1. Welcome to SportsJournalists.com, a friendly forum for discussing all things sports and journalism.

    Your voice is missing! You will need to register for a free account to get access to the following site features:
    • Reply to discussions and create your own threads.
    • Access to private conversations with other members.
    • Fewer ads.

    We hope to see you as a part of our community soon!
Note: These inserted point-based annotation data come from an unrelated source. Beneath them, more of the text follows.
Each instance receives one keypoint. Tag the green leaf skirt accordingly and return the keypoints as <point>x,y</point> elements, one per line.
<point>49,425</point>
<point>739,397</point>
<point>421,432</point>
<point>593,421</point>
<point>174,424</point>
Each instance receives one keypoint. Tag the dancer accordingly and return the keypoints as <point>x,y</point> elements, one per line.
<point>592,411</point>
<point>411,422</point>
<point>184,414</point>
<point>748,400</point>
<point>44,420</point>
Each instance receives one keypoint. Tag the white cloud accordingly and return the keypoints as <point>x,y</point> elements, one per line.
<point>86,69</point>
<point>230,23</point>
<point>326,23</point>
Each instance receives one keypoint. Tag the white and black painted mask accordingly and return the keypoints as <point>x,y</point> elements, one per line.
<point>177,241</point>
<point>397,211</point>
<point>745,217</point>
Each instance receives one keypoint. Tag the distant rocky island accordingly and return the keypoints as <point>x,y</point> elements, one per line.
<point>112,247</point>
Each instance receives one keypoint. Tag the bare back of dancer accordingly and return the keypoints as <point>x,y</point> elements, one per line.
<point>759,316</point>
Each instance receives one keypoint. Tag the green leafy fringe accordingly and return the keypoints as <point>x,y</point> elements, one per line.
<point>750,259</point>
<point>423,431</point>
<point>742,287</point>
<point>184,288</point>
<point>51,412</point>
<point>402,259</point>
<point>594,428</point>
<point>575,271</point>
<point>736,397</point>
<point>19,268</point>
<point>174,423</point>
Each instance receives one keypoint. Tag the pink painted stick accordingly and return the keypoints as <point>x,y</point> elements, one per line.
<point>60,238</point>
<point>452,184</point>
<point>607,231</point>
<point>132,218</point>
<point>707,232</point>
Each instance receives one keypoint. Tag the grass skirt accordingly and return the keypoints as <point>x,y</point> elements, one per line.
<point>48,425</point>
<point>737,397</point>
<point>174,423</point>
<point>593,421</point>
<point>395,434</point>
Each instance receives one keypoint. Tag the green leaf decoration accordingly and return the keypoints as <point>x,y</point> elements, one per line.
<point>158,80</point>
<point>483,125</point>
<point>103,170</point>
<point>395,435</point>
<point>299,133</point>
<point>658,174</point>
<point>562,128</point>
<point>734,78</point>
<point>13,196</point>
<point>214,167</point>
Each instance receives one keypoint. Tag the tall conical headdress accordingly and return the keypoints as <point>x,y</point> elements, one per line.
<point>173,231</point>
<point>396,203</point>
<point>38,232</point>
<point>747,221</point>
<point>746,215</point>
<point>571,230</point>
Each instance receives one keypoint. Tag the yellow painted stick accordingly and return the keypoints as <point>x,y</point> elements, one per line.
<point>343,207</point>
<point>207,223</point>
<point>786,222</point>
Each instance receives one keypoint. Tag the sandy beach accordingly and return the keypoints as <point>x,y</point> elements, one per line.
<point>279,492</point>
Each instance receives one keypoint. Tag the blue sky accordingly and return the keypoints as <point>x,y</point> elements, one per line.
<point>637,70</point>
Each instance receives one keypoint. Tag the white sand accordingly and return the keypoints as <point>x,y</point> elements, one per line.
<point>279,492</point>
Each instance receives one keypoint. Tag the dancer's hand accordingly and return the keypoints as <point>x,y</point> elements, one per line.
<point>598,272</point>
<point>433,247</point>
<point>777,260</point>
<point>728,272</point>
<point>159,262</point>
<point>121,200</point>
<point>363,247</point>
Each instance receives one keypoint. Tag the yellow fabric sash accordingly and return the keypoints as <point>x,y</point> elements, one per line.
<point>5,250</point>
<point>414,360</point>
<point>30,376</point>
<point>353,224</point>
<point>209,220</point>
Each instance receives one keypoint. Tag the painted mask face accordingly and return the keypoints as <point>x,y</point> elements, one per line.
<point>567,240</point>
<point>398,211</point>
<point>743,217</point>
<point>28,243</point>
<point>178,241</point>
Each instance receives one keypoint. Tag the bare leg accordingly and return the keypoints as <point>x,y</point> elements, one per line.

Washington Post Special Report: Breakaway Wealth

Discussion in 'Sports and News' started by YankeeFan, Jun 19, 2011.

  1. Baron Scicluna

    Baron Scicluna Well-Known Member

    You were implying that since the CEO was running a company 10 times bigger, then he deserved 10 times the compensation. I pointed out that he's not doing 10 times the work.
     
  2. poindexter

    poindexter Well-Known Member

    I am quite positive that CEOs pretty much arent all that impressive. Seen it too many times. BP president during the Gulf Spill? Nuthin.
    Enron president? Fool.
    The parade of clowns we saw during the financial crisis? A fucking joke. None of them had a fucking clue that giving $700,000 mortgages to strawbery pickers would end in financial ruin. As Bear Stearns melted down, James Cayne spent 10 of 21 workdays out of the office, taking a helicopter from Manhattan to New Jersey on Thursday afternoons for regular golf games and skipping work to play in bridge tournaments.

    On and on.
    Fuck that shit about CEOs being so valuable. You got to be a Grade A moron to believe that tripe.
     
  3. LongTimeListener

    LongTimeListener Well-Known Member

    Can you take us through the logical steps from "don't pay the CEO quite so obscenely" to "the company will go out of business"?
     
  4. dooley_womack1

    dooley_womack1 Well-Known Member

    YF, maybe the CEO should get off his/her 10-times-the-moxie-of-mortal-man ass to figure out how to make U.S. production more efficient, without using pittance labor overseas as the default.
     
  5. Armchair_QB

    Armchair_QB Well-Known Member

    How should we go about curbing CEO pay?
     
  6. YankeeFan

    YankeeFan Well-Known Member

    I think if you do some research, you'll find that CEOs do not come from some predetermined class of people.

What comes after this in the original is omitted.